Number of generations in management. When multiple generations are involved in management, opinions on how to run the business often diverge. There can be a need for a functioning family board supported by outside advisors or formal directors to ensure effective business decision making. With multiple generations in management, a succession event is inevitable at some point in the future. Both family and business governance need to be prepared to support the succession process.
Proximity to business leadership transition. Leadership succession in a family business is one of the most critical and challenging events the business and family can face. Both groups require a forum for discussing the succession process for the succession to go smoothly.
Size of the business. While we have seen that size alone is not a driver of the need for governance sophistication, size definitely has an impact. The larger and more sophisticated a business, the greater the value of independent directors. And a more successful business typically provides more resources to the family, who need a forum for determining what to do with these resources.
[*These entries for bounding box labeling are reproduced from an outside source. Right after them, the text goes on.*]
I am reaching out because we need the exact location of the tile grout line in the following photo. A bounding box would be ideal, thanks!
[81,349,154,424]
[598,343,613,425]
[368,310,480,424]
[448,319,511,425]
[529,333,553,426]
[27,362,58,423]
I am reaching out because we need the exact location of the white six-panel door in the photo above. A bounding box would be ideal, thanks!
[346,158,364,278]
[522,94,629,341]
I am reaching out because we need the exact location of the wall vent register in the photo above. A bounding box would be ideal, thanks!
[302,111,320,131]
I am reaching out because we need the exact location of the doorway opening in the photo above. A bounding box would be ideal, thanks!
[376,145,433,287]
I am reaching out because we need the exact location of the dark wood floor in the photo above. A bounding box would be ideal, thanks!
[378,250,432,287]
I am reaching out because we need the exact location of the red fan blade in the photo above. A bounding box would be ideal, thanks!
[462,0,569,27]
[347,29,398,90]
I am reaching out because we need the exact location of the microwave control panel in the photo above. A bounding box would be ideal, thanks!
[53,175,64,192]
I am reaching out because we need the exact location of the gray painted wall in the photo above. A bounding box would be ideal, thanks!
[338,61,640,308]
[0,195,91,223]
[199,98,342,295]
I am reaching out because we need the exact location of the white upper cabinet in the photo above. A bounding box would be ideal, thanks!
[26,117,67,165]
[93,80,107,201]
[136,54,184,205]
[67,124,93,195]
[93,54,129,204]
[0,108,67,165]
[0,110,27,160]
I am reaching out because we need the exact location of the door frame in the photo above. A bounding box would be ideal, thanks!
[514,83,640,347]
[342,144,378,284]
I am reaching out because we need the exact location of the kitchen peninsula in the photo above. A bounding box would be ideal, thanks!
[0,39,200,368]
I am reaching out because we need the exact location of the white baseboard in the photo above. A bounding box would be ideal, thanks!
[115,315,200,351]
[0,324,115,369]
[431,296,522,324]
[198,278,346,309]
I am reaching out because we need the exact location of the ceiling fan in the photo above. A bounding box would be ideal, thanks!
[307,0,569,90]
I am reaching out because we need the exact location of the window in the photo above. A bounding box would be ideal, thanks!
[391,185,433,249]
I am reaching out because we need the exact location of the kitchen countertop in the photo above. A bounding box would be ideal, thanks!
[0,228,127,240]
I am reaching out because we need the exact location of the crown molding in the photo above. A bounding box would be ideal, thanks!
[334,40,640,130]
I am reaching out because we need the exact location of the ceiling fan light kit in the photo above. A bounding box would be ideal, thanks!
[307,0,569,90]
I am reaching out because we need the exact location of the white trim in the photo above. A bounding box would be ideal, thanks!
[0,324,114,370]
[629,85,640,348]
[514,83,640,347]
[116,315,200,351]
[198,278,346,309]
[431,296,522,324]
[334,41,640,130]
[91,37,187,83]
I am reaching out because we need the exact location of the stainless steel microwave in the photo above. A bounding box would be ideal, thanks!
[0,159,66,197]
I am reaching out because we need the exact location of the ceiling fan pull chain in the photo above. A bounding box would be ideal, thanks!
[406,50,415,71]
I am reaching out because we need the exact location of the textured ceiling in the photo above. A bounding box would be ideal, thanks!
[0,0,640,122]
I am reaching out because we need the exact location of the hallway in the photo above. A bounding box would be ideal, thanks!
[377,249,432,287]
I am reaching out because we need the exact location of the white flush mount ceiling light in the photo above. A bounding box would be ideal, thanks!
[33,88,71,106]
Crisis in business or family. When the business and family are functioning well, there is less need for structured governance than when a crisis occurs. In fact, it is often a crisis that generates the desire to increase the sophistication of governance. An illness in the family or a disgruntled family shareholder may be the catalyst for a formal board or family meetings. It may not even be an obvious crisis, but rather the pace of change that requires more sophisticated governance. Businesses that operate in stable environments may require less sophisticated governance than those operating in rapidly changing or highly complex situations. Similarly, families that are less stable require more support.
This list highlights the fact that governance requirements will certainly be unique from one family and business to another. By evaluating the family and business on each of these dimensions, you can determine what level of governance sophistication is appropriate for the situation.